Reflections and refractions

Day 1.

Following on from the beginning where you are post, as we leave 2017 behind and start a new year, a new blog, and new beginnings, this is my end of year reflection.

Its been a year of transition for sure, leaving Microsoft (and indeed leaving behind the entire concept of paid employment), and leaving the US were big steps; as was taking on a new house, welcoming a new granddaughter and saying goodbye to her great great grandmother. We travelled a lot, met some great people on the way, as well as reuniting with family and friends back in the UK.

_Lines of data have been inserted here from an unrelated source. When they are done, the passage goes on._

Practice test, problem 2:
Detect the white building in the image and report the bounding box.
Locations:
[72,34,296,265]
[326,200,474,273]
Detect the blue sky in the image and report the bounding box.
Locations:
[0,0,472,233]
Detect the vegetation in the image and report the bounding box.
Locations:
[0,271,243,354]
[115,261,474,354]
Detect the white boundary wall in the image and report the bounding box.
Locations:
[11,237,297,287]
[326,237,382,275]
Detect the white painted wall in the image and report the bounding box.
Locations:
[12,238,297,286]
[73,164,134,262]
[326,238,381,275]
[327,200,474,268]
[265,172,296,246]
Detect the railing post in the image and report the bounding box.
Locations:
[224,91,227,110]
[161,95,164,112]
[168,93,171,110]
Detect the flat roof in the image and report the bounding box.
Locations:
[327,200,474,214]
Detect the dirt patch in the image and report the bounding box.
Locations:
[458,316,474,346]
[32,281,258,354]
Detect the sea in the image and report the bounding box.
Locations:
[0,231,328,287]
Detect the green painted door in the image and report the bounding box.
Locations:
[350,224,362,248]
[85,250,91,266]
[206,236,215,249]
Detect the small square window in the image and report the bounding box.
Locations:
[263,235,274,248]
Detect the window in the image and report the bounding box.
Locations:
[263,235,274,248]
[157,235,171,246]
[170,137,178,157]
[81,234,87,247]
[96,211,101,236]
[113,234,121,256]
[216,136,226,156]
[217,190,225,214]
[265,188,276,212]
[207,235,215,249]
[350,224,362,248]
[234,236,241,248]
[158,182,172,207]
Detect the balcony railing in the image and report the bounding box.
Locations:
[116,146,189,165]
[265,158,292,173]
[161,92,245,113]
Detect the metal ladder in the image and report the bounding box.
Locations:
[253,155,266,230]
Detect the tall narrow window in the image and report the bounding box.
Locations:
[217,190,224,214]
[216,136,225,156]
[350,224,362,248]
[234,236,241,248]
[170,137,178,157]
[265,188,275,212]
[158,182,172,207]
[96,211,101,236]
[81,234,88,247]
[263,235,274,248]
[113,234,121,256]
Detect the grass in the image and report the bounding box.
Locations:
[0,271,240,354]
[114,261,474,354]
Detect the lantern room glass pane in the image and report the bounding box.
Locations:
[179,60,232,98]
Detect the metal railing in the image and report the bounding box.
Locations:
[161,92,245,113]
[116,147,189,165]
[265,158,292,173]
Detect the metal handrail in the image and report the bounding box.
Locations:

One of the biggest disappointments of my career was after finally getting where I wanted to be in a product division at Microsoft I was utterly unable to effect any kind of meaningful change to the product, even though my Manager was generally supportive of what I was trying to do. But it‘s almost a year on since I left now and I’m beginning to see things in a different light. The ideas that drove me to get into the Windows division are still with me, and I’m starting to formulate a plan to realise them in a different way (teaser for a future set of posts); and I’ve realised that Windows was never going to be the place to manifest them; I’ve realised that any truly interesting thing in software was flighted by either one person, or a team of 2-3 (Unix, Git, C, Smalltalk as prime examples).

Microsoft isn‘t a place where they grow things, it‘s a machine for adopting things developed elsewhere and turning them into $$. But I don‘t want to come across all bitter about my time at Microsoft, over the 15 years I was there I met a lot of great people, (and a fair few not so great ones it has to be said, but even they taught me a lot about what I wanted to be), I got to see and do a lot of cool stuff, and I achieved a level of financial independence which is truly the greatest gift. But it‘s not a place to go if you have software ideals. I‘d peered behind the curtain at the source code of Windows, and experienced first hand the mind numbing futility of triaging 20-30 bugs per day just in our teeny little corner of that vast edifice (and I’m not talking about trivial bugs here, I’m talking about OMG how did we ever ship that, we have to fix it now! bugs). And the problem with that many incoming bugs (and a legacy of literally thousands like them) is that we never got to address any deep architectural problems, at most we’d get to ship one teensy little feature each quarter.

Not that there was an architecture of course; when you design by bug fix for 20 years any semblance of an original plan is totally obliterated. I doubt there was a single dev that understood more than 30% of the codebase, and the turnover of devs was terrifying. People talk about code smells, but the steaming midden that I saw would need a full on biohazard suit to work on.

So when some beancounter in corporate decided that it was time for me to catch another wave; I decided to not do what I’d done over and over – find a new team, new product, new everything and start over – which is pretty much how things are in Microsoft, you catch a wave, ride it for 2-5 years and move on to something else; which may be fun in your 20s and 30s, OK in your 40s, but in my mid 50s I just couldn’t face it again, and we were in a position financially where I didn‘t have to, so we didn‘t.

But that meant a whole other set of challenges, selling our house, buying one essentially sight unseen on a different continent, and then fixing up all what the seller (who we have come to affectionately call Caractacus Potts because of his interesting approach to home maintenance) called ‘minor cosmetic issues’ , but were in reality major basic necessities like working heating, lighting and plumbing. So we lived as nomads for about 6 months, which was challenging and a burden on the extended family, but also liberating in it‘s way. But now we’ve had Christmas and New Year here, it all seems to be basically functional, and we love the location.

 

So onwards and upwards into 2018. I still have to get my music room functional, and get some kind of workshop built in the garden, and there’s that coding project I mentioned, and doing my yoga, not to mention getting to know a whole new little person; so its not like it‘s going to be a dull year, but hopefully one of quietly building a solid foundation for personal growth, connected family and a lot less travelling.